I was surprised that an engineer in a white button-down shirt would know hipster musicians at any club, let alone one in the East Village. It was a neighborhood I rarely visited since I didn’t engage in what Anthony called “clubbing.” Eli knew two couples at one table and a threesome across the room. The pianist was a fellow engineer, he explained.

The early set lasted less than an hour. One of the women said they were going out for dinner, probably just pizza, and would we like to join them. Without consulting me and without a glance at his watch, Eli said, “Thanks, but I have a table waiting back in the West Village. We’d better get going.”

“You can call the restaurant and cancel,” said another woman with huge gold hoop earrings that looked to be a strain on her lobes.

Eli smiled. “Well, I would if I wanted a quorum instead of having Gwen all to myself.”

Was he flirting with me? Was I supposed to hear that? I’d ask my team when I got home.





It had to have been a townhouse once, or a speakeasy. We walked down a few steps to the restaurant’s entrance, up a half landing to a bar, then up another flight to a dining room with bookshelves and draperies and antique maps on the walls. There were leather banquettes and white tablecloths. It was beautiful. It was where you’d bring someone for an anniversary or on a second date if the first had had romantic potential.

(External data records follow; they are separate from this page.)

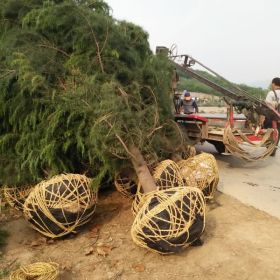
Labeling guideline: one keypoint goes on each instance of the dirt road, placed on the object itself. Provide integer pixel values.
(256, 184)
(240, 242)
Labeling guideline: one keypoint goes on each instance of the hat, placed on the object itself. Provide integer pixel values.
(187, 94)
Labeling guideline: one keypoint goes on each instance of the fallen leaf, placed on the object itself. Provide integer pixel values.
(95, 231)
(38, 242)
(139, 267)
(104, 250)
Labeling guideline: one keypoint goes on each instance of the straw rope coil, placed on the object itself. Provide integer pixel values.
(204, 169)
(170, 220)
(36, 271)
(186, 173)
(16, 196)
(246, 149)
(167, 174)
(60, 205)
(126, 183)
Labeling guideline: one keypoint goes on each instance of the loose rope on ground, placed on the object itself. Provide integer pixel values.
(36, 271)
(246, 149)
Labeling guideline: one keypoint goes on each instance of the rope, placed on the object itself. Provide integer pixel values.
(202, 169)
(36, 271)
(170, 220)
(16, 196)
(167, 174)
(246, 149)
(58, 206)
(126, 183)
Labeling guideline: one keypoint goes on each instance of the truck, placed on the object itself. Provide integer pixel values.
(249, 129)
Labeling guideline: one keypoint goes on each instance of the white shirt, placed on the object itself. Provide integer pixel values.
(271, 99)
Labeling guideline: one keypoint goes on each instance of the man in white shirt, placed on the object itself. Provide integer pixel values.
(273, 99)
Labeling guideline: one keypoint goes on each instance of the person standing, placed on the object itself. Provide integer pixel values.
(273, 99)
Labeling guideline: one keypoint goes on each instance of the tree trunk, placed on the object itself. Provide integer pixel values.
(145, 178)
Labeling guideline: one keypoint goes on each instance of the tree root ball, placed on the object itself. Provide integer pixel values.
(126, 183)
(170, 220)
(204, 169)
(60, 205)
(16, 196)
(167, 174)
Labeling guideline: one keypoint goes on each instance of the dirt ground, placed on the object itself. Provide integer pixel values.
(240, 242)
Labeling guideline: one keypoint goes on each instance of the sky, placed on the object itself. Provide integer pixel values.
(239, 39)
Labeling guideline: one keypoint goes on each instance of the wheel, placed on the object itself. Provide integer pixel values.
(219, 146)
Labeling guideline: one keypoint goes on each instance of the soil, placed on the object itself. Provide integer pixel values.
(240, 242)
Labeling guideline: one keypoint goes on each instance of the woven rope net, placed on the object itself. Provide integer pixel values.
(170, 220)
(60, 205)
(36, 271)
(243, 148)
(16, 196)
(203, 169)
(167, 174)
(126, 183)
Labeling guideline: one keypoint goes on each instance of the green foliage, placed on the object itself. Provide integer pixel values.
(3, 237)
(196, 86)
(77, 87)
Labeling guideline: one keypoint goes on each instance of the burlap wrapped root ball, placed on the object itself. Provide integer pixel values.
(204, 169)
(170, 220)
(36, 271)
(126, 183)
(166, 175)
(60, 205)
(16, 196)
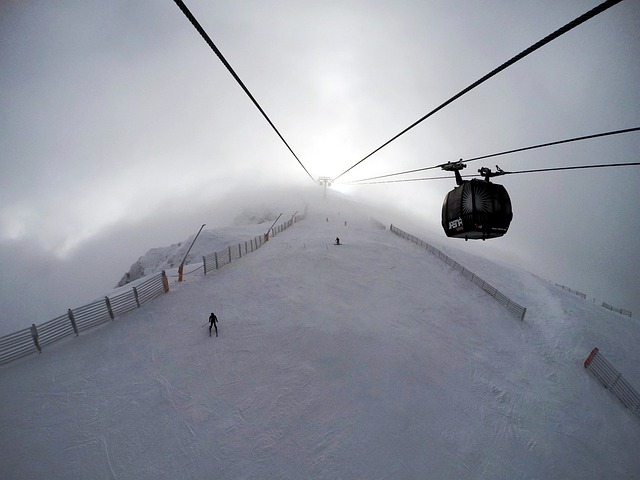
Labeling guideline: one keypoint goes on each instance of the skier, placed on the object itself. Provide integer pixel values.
(212, 323)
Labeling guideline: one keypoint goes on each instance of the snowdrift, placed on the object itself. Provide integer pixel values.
(371, 359)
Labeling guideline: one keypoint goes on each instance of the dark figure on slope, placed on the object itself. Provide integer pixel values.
(213, 320)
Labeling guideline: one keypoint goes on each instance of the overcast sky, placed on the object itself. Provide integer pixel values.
(121, 130)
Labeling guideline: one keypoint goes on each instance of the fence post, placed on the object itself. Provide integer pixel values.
(165, 281)
(73, 321)
(106, 300)
(34, 336)
(135, 294)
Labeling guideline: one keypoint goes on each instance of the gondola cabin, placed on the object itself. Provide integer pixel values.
(476, 209)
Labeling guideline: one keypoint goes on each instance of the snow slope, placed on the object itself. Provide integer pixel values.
(372, 360)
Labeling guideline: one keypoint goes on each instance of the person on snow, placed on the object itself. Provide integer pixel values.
(213, 320)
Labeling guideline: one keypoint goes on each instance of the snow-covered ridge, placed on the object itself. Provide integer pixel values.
(371, 359)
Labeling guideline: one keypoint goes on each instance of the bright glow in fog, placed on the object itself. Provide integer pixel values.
(122, 131)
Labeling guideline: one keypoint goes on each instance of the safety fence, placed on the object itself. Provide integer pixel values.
(30, 340)
(621, 311)
(613, 380)
(214, 261)
(514, 308)
(33, 339)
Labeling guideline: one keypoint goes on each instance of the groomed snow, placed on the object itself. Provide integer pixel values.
(368, 360)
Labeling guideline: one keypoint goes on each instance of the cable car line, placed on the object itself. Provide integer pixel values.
(215, 49)
(579, 167)
(569, 140)
(569, 26)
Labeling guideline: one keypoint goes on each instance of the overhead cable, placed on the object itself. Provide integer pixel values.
(552, 169)
(581, 19)
(207, 39)
(586, 137)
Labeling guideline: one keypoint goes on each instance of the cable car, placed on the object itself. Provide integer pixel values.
(476, 209)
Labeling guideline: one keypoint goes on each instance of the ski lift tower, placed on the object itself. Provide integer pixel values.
(324, 181)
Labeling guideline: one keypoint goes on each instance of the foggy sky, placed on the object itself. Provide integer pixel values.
(121, 131)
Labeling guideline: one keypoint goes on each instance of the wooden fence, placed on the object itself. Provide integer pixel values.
(613, 380)
(514, 308)
(621, 311)
(33, 339)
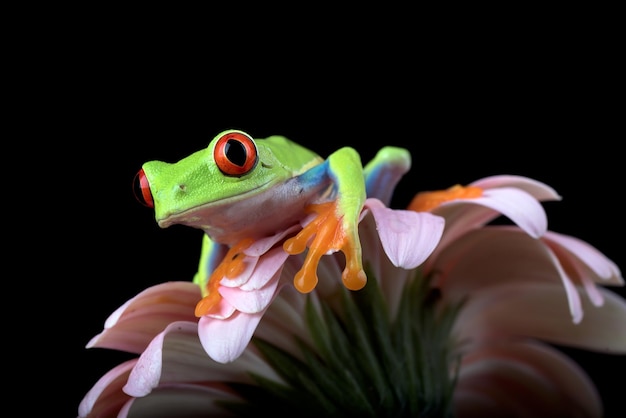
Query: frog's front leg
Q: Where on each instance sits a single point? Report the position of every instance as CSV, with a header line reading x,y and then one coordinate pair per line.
x,y
335,225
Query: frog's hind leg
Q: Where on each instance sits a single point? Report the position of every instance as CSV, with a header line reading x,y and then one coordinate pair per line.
x,y
384,171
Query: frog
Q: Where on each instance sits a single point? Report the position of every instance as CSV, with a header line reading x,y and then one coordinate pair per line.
x,y
240,189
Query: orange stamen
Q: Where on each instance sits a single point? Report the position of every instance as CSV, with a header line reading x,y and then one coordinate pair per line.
x,y
426,201
323,234
231,266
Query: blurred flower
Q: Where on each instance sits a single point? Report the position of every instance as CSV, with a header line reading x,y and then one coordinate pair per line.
x,y
466,331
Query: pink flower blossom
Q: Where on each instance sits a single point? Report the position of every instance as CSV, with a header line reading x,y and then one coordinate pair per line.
x,y
519,288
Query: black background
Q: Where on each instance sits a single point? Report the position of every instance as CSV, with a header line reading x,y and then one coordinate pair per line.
x,y
525,100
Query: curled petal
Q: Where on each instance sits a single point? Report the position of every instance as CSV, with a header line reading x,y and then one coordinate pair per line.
x,y
225,339
176,356
523,379
106,397
585,259
518,206
251,301
266,269
131,327
537,189
408,237
180,400
538,310
500,255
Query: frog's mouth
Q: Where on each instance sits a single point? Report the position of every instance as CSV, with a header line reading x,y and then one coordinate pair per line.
x,y
207,213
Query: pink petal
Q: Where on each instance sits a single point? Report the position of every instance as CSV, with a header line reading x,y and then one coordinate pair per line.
x,y
251,301
243,277
603,269
523,379
176,356
131,327
408,237
180,400
518,206
538,310
537,189
266,269
106,397
497,255
225,339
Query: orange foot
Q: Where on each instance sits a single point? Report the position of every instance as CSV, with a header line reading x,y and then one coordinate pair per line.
x,y
326,233
231,266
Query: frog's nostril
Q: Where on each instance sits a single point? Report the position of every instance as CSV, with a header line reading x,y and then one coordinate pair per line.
x,y
141,189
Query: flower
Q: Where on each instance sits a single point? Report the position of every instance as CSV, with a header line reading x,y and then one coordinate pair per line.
x,y
467,330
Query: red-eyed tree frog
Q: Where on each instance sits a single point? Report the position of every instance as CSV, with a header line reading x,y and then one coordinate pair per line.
x,y
240,189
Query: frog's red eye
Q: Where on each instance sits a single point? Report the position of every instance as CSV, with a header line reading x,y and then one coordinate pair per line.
x,y
141,189
235,154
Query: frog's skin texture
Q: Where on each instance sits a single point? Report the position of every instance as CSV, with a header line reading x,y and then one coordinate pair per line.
x,y
239,190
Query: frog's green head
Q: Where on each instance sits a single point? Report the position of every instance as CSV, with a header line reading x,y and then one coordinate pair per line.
x,y
234,167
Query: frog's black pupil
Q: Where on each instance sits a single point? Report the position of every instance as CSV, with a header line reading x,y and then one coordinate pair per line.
x,y
235,152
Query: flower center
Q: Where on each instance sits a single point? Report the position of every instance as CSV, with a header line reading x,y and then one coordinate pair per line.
x,y
426,201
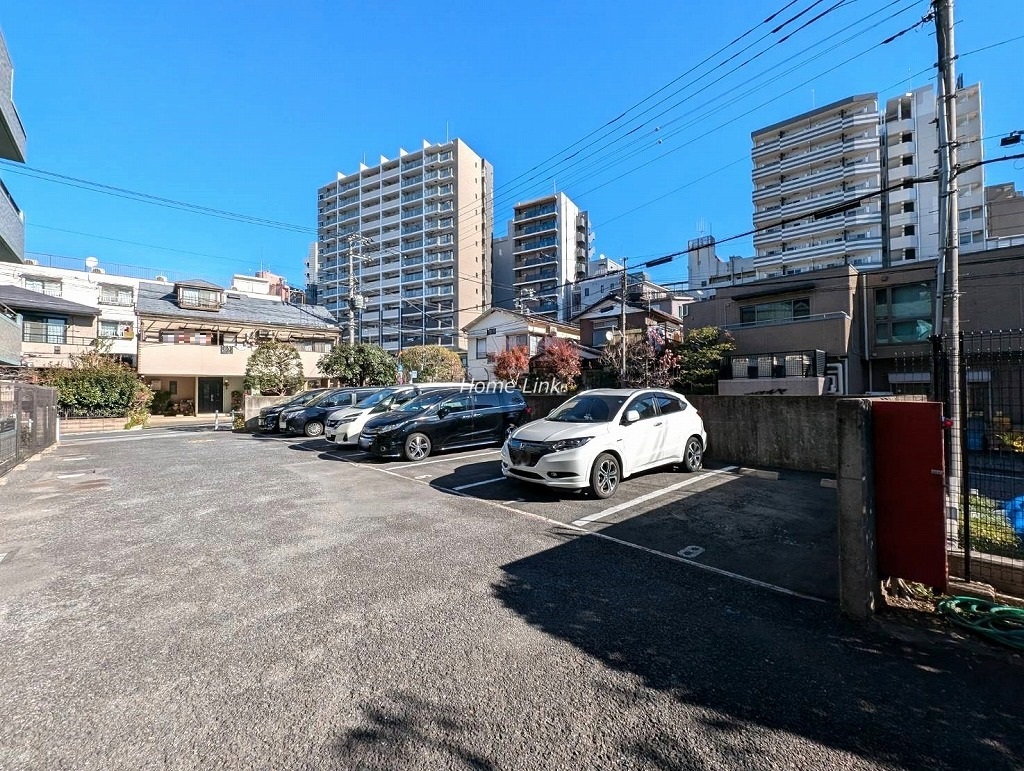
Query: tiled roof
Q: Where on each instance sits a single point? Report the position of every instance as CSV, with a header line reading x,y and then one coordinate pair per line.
x,y
161,300
25,299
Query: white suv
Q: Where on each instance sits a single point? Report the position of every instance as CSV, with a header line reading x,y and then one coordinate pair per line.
x,y
599,437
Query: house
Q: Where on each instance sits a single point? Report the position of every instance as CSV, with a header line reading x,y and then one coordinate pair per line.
x,y
111,298
498,330
195,339
794,334
51,328
599,323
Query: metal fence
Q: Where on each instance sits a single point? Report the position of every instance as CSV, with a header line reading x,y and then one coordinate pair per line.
x,y
986,536
28,422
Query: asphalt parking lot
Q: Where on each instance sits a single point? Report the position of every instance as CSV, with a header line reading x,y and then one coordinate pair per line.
x,y
200,599
775,527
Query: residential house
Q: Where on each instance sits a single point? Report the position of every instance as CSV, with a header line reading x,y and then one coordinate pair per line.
x,y
52,328
196,338
111,299
793,334
499,330
600,323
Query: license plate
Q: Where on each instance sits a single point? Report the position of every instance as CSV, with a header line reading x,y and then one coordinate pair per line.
x,y
519,458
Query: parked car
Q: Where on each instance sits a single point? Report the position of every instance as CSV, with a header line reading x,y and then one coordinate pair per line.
x,y
310,420
344,426
444,419
268,416
597,438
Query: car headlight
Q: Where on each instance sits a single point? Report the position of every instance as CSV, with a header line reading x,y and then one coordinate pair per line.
x,y
558,446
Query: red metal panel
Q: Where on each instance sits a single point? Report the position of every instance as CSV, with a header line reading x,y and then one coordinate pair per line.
x,y
909,491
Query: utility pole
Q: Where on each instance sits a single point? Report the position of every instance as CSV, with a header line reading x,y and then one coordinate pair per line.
x,y
949,206
622,325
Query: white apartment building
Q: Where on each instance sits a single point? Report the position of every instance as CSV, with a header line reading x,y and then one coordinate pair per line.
x,y
550,248
418,227
911,142
816,161
48,338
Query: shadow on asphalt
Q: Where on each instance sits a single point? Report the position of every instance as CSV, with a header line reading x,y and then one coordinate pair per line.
x,y
753,659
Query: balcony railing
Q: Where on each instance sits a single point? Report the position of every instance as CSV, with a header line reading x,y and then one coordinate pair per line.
x,y
777,365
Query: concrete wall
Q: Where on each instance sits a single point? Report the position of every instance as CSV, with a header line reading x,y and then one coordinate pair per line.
x,y
791,432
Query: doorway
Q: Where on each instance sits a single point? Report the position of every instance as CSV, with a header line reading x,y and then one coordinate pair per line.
x,y
211,395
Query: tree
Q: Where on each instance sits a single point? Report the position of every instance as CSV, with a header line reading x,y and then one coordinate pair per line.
x,y
558,358
359,365
512,363
700,356
650,362
96,385
432,363
273,369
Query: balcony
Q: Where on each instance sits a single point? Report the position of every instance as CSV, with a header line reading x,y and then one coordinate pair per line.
x,y
794,373
11,228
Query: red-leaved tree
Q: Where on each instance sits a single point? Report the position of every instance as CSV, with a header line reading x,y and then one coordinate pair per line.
x,y
558,358
513,363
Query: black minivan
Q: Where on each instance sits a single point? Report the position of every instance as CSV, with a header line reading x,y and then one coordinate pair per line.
x,y
445,419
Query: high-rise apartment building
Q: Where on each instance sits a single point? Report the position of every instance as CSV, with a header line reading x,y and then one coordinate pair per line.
x,y
911,142
417,229
816,161
546,251
12,148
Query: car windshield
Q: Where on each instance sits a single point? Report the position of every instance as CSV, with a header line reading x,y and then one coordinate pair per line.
x,y
374,399
586,409
425,401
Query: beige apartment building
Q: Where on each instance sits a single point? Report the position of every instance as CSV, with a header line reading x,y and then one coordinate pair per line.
x,y
417,230
195,339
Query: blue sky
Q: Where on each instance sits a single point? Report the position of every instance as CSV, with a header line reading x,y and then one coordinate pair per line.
x,y
250,106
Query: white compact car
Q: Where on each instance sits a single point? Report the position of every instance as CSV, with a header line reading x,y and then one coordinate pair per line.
x,y
600,437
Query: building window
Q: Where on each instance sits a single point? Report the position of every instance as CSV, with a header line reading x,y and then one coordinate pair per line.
x,y
110,295
43,286
781,310
53,331
117,330
516,341
903,314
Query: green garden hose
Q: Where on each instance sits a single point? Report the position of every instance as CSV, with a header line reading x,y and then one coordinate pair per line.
x,y
999,623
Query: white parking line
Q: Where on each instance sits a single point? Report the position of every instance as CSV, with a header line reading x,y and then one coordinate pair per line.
x,y
456,458
477,484
650,496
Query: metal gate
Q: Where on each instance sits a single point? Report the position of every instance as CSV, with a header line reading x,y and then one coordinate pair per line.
x,y
28,422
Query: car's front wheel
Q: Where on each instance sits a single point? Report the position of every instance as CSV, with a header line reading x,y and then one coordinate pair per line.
x,y
605,475
417,446
693,454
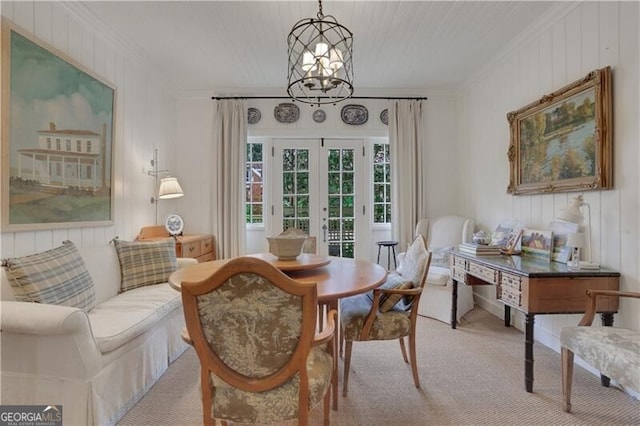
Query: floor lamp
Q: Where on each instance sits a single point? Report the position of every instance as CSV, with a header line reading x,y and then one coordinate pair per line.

Even though I’d already had two mojitos at the club, I agreed to a glass of something bubbly. Clinking his glass, I said, “I’m having a really good time.”

“Go on,” he said. “I’m listening.”

I meant to come up with something charming, but instead I heard myself asking what Betsy had worried about aloud. “Have you dated a lot of women since your wife died?”

Eli said, eyes now on the menu, “A lot? Enough.”

I said, “I’m not even sure why I asked.”

He said, “Might it have been because my mother took matters into her own hands, hinting that I needed her matchmaking services . . . ironically.”

“Ironically?”

“Because if I had told her about my social life, she wouldn’t have made it her business to find her poor widowed son a date.” He looked up finally, and said most solemnly, “Then one night she sent me an e-mail about you. And your photo. I was surprised she even knew how to forward something.”

I waited. Such solemnity could easily take a disappointing turn. “Yes?” I prompted.

He raised his glass. A toast? It did look a little meaningful.

The room was low-lit. Our table felt private enough, and I wasn’t my usual sober self. Right then, I decided to kiss Eli Offenberg. I leaned forward, raising myself an inch or two off the bench. He grasped what was about to happen and met me halfway.